As mentioned above, too many people mix up content marketing and public relations. If you are writing a piece for TechCrunch about your industry and it’s objective and valuable data about what you’re seeing, that is good content marketing. When TechCrunch writes about you because you, or your PR agency sent them a press release about your recent funding, that is called public relations.
If I had a dime for every startup that said to me “I want to do content marketing and get the big blogs to write about me…” #FacePalm
Also, sending a cold email to an enterprise journalist the day of your launch letting them know that you are building a social network for dogs is not public relations either. That is called being a moron.
Good public relations is not getting a story on TechCrunch. Good public relations is having TechCrunch contact you and ask you if you have any news. Good public relations is TechCrunch writing a piece about your industry and instinctively including you as an example because of how interesting you are and because of the ongoing relationship you have cultivated with the relevant journalist there. Good public relations is looking at your assets and wrapping it in a way that is interesting to the audience you are reaching.
The rest is just old school sales wrapped in some fancy buzz words.
Notice the second word in that phrase, “Development”. In order to get business done, to achieve your goals, you first need to **develop** the right relationships.

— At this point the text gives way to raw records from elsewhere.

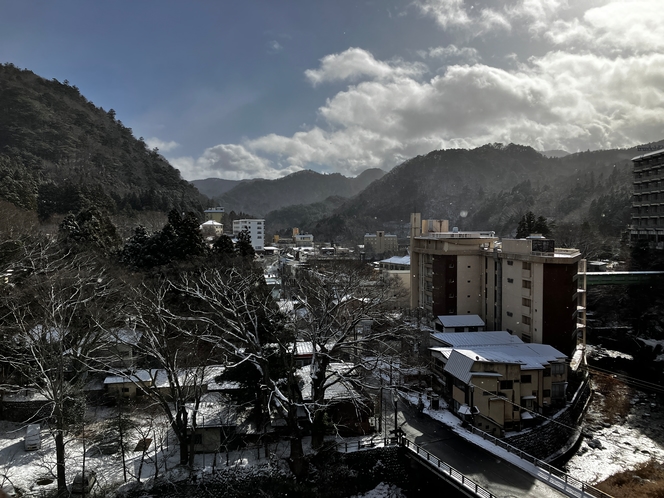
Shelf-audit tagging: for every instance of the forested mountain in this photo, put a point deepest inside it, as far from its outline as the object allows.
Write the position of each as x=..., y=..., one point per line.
x=490, y=188
x=259, y=197
x=60, y=153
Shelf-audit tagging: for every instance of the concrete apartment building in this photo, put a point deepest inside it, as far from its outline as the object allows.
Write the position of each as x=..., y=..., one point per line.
x=648, y=199
x=380, y=243
x=256, y=229
x=525, y=286
x=214, y=214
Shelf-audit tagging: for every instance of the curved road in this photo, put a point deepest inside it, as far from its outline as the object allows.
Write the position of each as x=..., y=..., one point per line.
x=497, y=476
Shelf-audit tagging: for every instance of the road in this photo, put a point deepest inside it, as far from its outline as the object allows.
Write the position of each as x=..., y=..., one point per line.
x=497, y=476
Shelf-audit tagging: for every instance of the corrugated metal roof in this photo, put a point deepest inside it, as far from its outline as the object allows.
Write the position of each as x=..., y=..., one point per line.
x=461, y=339
x=461, y=321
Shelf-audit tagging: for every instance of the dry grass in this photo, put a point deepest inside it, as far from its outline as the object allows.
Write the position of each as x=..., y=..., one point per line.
x=646, y=481
x=616, y=397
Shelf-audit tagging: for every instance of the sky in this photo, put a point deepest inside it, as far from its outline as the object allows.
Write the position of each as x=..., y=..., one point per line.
x=265, y=88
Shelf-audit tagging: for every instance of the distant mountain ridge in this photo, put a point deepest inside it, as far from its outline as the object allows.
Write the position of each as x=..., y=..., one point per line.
x=260, y=197
x=490, y=188
x=60, y=153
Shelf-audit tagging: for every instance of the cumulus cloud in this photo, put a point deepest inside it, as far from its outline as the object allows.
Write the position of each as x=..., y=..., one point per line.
x=274, y=47
x=355, y=63
x=609, y=93
x=229, y=161
x=153, y=142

Folks, business development is not sales. Business development is not marketing. Business development takes time and if done right, can yield better and more long term results than sales and marketing combined. Hiring someone for business development is not hiring a Rolodex. If that person has existing relationships in place, fantastic, but if not, make sure they have the people skills to develop them.
You cannot learn business development because at the foundation of it all is good people skills and the ability to pinpoint, target, and create the relationships you need to take your business forward. In that way, it is similar to marketing. You can acquire the knowledge of the tools out there, the different platforms, and even learn some tactics, but with business development and marketing, you either got it or you don’t.

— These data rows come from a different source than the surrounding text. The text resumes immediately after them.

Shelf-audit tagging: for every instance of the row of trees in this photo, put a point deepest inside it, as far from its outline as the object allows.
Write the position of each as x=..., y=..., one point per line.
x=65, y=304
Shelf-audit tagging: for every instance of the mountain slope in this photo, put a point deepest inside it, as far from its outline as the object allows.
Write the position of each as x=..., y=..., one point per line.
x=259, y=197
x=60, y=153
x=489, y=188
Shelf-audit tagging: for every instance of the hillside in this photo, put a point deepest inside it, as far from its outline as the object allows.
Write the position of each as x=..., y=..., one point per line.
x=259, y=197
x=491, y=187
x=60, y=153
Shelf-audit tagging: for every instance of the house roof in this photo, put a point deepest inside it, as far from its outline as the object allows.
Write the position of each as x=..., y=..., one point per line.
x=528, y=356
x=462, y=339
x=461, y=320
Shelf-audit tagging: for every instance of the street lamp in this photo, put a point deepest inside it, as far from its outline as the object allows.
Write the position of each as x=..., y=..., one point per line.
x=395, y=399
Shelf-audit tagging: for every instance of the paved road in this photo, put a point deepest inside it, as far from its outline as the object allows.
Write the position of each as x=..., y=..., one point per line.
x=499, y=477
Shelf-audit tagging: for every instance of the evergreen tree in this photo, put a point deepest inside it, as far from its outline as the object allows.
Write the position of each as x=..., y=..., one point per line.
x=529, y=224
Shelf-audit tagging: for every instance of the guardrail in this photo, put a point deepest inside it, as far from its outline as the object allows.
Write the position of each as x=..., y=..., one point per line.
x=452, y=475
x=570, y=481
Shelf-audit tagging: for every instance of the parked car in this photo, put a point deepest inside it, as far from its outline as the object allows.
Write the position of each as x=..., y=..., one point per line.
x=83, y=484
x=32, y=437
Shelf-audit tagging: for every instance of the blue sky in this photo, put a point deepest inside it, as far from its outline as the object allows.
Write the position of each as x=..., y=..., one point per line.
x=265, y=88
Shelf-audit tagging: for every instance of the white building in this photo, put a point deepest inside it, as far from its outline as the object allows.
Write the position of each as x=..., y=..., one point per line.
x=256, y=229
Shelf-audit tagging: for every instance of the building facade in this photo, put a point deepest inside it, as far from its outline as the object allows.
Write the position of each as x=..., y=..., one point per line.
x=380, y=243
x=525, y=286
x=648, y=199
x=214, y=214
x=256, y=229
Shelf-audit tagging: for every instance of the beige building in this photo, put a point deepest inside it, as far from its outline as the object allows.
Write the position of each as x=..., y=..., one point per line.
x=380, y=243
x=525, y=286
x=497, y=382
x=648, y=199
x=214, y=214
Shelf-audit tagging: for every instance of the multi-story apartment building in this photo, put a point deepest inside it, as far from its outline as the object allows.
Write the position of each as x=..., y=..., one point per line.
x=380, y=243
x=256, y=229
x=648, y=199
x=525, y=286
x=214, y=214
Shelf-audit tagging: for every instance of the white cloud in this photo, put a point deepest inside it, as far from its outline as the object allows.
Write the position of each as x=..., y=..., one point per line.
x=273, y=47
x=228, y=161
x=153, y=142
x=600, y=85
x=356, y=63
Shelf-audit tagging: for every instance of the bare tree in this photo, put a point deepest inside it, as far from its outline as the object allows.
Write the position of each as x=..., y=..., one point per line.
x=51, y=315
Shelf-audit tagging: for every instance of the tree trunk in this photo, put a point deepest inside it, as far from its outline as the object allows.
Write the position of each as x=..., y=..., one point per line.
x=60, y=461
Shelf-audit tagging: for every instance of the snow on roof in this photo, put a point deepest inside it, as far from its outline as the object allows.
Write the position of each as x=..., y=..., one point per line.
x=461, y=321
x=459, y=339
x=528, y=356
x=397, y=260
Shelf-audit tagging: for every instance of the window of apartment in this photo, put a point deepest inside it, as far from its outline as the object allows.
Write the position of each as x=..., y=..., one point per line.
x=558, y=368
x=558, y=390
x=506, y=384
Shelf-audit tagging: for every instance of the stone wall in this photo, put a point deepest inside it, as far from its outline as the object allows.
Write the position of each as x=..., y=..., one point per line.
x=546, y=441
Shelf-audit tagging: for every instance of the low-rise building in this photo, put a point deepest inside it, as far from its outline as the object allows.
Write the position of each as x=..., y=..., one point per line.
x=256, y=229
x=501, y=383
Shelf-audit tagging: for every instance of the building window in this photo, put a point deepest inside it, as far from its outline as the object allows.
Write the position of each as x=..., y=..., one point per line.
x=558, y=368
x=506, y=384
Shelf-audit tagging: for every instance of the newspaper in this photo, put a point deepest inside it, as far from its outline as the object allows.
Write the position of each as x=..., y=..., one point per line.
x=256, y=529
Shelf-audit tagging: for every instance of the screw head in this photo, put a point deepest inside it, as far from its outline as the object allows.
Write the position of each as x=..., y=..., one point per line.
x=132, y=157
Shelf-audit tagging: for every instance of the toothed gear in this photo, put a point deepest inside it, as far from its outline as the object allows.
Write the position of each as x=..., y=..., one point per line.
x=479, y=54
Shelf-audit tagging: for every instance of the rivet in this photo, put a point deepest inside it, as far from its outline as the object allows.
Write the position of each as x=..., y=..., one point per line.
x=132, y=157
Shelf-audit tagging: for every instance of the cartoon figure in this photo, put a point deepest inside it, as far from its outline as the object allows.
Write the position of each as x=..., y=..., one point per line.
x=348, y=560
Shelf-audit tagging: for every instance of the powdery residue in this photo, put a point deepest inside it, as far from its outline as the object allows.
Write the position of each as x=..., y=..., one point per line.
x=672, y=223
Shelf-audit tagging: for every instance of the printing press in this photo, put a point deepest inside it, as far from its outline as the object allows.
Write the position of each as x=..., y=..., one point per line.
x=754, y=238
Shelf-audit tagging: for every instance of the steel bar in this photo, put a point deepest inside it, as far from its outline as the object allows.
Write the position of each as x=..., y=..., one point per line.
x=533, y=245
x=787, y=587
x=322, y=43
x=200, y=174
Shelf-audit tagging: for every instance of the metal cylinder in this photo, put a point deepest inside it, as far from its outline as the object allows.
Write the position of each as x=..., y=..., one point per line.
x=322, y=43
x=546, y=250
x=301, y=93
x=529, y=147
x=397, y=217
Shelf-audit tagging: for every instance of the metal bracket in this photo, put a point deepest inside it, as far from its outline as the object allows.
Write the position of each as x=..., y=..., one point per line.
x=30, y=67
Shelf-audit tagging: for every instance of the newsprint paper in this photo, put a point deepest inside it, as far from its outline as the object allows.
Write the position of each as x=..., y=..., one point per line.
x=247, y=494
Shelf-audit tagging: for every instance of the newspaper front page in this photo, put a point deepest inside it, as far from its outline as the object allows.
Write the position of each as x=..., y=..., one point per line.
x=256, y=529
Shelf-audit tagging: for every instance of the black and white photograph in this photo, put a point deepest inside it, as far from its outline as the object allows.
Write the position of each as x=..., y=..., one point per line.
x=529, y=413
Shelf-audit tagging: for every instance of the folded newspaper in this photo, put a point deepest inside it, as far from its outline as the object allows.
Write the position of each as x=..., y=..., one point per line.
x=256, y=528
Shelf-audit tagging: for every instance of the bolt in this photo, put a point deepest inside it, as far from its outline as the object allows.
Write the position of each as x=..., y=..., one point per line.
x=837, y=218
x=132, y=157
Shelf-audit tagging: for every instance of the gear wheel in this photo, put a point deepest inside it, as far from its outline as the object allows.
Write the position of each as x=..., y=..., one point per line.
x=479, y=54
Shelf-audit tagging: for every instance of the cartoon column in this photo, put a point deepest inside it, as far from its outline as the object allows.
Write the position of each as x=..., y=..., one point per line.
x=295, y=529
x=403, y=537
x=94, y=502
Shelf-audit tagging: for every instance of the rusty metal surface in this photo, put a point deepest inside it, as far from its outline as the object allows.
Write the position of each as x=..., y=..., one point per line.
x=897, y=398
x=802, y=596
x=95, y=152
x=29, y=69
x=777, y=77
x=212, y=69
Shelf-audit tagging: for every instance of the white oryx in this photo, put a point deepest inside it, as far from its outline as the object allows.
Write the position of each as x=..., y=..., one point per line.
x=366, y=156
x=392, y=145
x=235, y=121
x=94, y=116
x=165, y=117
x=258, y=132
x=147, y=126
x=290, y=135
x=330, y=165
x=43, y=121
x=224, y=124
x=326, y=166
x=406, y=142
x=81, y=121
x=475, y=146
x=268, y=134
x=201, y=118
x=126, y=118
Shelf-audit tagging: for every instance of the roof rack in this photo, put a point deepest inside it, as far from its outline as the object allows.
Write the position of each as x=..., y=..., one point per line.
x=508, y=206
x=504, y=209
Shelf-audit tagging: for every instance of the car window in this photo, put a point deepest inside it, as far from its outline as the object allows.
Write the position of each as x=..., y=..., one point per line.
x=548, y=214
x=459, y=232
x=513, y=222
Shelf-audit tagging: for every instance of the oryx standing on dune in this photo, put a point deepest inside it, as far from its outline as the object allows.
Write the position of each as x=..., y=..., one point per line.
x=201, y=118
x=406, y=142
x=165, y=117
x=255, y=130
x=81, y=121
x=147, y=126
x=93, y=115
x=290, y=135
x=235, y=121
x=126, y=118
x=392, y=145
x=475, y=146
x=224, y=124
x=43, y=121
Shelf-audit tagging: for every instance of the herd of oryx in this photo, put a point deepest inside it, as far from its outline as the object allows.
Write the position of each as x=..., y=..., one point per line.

Somehow when a startup decides to use Guerrilla Marketing, it gives them a license to spam uncontrollably. Or so they think. Not only is that not what Guerrilla Marketing means, but adding someone to your company Facebook group without their permission in the hopes that they react to the onslaught of notifications to which they are now exposed is just bad strategy. Plain and simple. It is not Guerrilla Marketing, it is not any type of marketing. It is spam. It is inconsiderate and it is stupid. Don’t do it.
What Guerrilla Marketing really means is that you get your hands dirty partaking in relevant discussions pertaining to your niche, whether in forums, social, or blog comments. Key word is relevant. If you are selling Barbie dolls and there is a post about Barbie dolls with an ongoing discussion, then yes, get in there and share your insights, not your self promotional garbage.

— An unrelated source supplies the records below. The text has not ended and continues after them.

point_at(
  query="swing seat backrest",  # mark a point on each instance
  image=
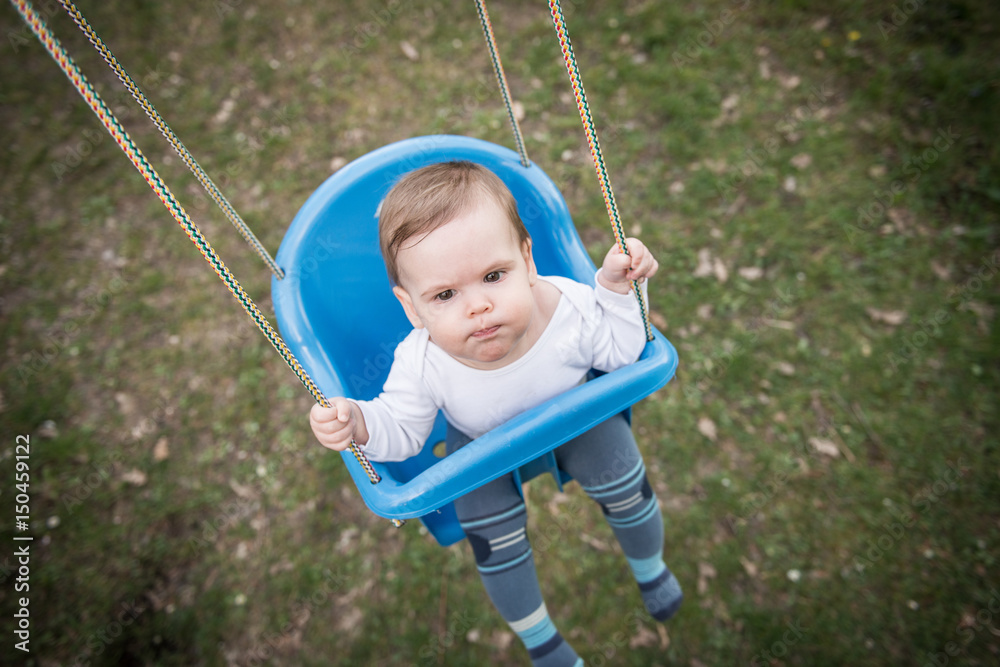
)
(336, 312)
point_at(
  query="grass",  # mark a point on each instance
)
(820, 184)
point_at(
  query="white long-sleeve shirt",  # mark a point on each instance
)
(592, 327)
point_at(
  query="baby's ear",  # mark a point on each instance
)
(411, 313)
(529, 261)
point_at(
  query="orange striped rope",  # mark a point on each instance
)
(185, 155)
(595, 147)
(124, 141)
(491, 44)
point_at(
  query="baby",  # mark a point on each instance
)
(491, 339)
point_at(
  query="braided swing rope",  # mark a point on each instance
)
(491, 44)
(595, 148)
(124, 141)
(175, 142)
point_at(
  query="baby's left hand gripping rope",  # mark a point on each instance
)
(154, 181)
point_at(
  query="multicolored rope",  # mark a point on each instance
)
(595, 148)
(491, 43)
(124, 141)
(182, 151)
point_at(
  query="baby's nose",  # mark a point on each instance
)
(479, 304)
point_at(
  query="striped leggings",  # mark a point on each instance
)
(607, 464)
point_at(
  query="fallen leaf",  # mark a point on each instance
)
(890, 317)
(719, 269)
(704, 267)
(518, 111)
(135, 477)
(801, 161)
(785, 368)
(705, 572)
(707, 428)
(942, 272)
(825, 447)
(748, 565)
(789, 82)
(645, 637)
(658, 320)
(409, 51)
(820, 24)
(161, 450)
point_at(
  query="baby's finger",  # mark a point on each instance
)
(320, 415)
(343, 407)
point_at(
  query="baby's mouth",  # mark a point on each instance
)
(486, 333)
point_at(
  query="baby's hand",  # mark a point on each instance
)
(618, 268)
(337, 425)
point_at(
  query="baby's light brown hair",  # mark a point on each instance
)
(431, 196)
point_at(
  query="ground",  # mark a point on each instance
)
(820, 183)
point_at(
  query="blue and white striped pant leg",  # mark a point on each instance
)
(495, 520)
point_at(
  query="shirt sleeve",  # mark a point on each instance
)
(616, 328)
(400, 419)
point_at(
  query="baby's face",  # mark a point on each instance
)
(469, 283)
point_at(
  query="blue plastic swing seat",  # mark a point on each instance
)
(336, 311)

And if you are so inclined to use these comments to self promote, then at least do it honestly, and explain that you are representing the company and would like to let people know about what you are doing. Not only is that the right thing to do, but chances are people will respond positively to your honesty and perhaps actually come check out your site.
In conclusion, startups, due to the nature and the speed at which markets move, like to take a short term view on their marketing and growth. I get it. But the next time you try to cut corners and find shortcuts, remember what you are trying to achieve here. You don’t want to be another one of those companies that spiked in traffic and buzz, then crashed and burned. You want to build a long term sustainable and global brand while growing your user base organically and responsibly. Now make sure your marketing plan reflects those goals.